From Selling Bananas in Kampala to a Commonwealth Scholarship in the UK

By | February 2, 2026

By Caroline Nakanwagi

In 2011, at just 17 years old, I watched my dream of education collapse. I grew up with a single parent in a low-income family in the Kampala slums, where my father struggled daily to provide even the basics. School fees were always uncertain, but education was my only hope for a better future.

After excelling in my O-Level examinations with a first grade, I joined Senior Five, believing hard work would carry me forward. But I only studied for one term. My father could not afford the fees. I still remember the humiliation: the school confiscated my personal belongings—my books, suitcase, even my mattress.

I packed what little dignity I had left and walked away. While my classmates returned to class, I returned home, feeling my life had stopped.
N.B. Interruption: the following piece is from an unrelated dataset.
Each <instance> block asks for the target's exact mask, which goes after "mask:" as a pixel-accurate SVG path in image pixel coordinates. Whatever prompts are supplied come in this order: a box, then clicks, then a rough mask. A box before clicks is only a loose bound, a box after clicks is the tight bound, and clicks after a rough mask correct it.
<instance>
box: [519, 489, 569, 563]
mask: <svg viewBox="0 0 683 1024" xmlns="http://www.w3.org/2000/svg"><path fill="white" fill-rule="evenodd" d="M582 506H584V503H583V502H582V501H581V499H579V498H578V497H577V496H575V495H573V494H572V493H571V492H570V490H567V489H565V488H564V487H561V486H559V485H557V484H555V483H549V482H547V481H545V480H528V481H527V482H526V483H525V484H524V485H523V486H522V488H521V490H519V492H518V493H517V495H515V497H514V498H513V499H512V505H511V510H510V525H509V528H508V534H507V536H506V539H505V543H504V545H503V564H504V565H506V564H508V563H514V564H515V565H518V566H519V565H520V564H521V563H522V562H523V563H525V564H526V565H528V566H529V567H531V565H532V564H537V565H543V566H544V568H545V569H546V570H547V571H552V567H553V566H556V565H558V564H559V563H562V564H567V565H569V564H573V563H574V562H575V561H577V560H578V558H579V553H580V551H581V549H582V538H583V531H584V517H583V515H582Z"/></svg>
School fees were 300,000 Uganda shillings per term, yet I earned only 30,000 shillings a month selling vegetables at a friend’s stall. Poverty was cruel. No matter how hard I worked, it never seemed enough. But I refused to let this be the end of my story.

I worked every day, Monday to Sunday, saving every coin. Later, I started my own small banana stall to raise more money after school hours. Some days I went hungry.

Some nights I slept at friends’ homes because I had nowhere else to go. Yet something inside me whispered: Don’t give up.

My life began to change because of small acts of kindness. A Muslim woman who often bought vegetables asked why I was not in school. After hearing my story, she revealed she was a school director and offered me a place at subsidized fees. Later, another customer paid my school fees entirely. Strangers became angels in my life.

At Faiha High School in Mpererwe, my headteacher offered me a boarding place and trusted me to pay later. That opportunity gave me stability for the first time in years. I woke up at 3:00 a.m. daily to study, determined not to waste my second chance.

My hard work paid off. I scored 19 out of 20 points, becoming the best student in my class and earning a government scholarship to Makerere University. There, I pursued a bachelor’s degree in social work and social administration, graduating with a First-Class Degree in 2019.

My struggles shaped my purpose: I wanted to serve children and young people facing the same hardships I had known.

I joined Uganda Youth Development Link (UYDEL) and later Trailblazers Mentoring Foundation, working with vulnerable youth, survivors of violence and trafficking, teenage parents, and street-connected children.

Over the years, I have mentored and supported more than 2,000 young people, encouraging them to return to school, stay in school, and complete their education. My work has taken me across Uganda—from Kampala to Karamoja, West Nile, and northern regions—bringing hope and life skills to communities that often feel forgotten.

Still, I dreamed of doing more. Concerned by the growing refugee crisis affecting women and children in Uganda, I applied to pursue a master’s degree in international relations through the Commonwealth Scholarship.

Then, in 2025, while conducting life-skills training for teenage parents in Gulu District, I received an email from the Commonwealth Scholarship Commission. I opened it once.

Then again. Then a third time. I could not believe what I was reading. I had been selected. Right there in Gulu, I broke down in tears of relief, gratitude, and disbelief—a once school dropout was going to the United Kingdom.

Today, I am pursuing a master’s degree in international relations in the UK as a Commonwealth Scholar, determined to use my education to advocate for vulnerable women, children, and refugees. But my story is not just mine.

It belongs to every child sent home for school fees and every young person who believes poverty has decided their future. Your circumstances are not your destiny.

Do not give up on your education. Seek help. Work hard. Keep going, even when the road feels impossible. If a girl who once sold bananas to survive can study in the UK, your dream is valid too.

I extend my heartfelt gratitude to the Commonwealth Scholarship Commission, the Ministry of Education and Sports, the leadership of Faiha High School Mpererwe, my employers at UYDEL and Trailblazers Mentoring Foundation, my family, friends, and the kind strangers who believed in me when I could barely believe in myself.

From the margins to the Commonwealth stage, my journey proves one simple truth: resilience can carry you further than you ever imagined. And this is only the beginning.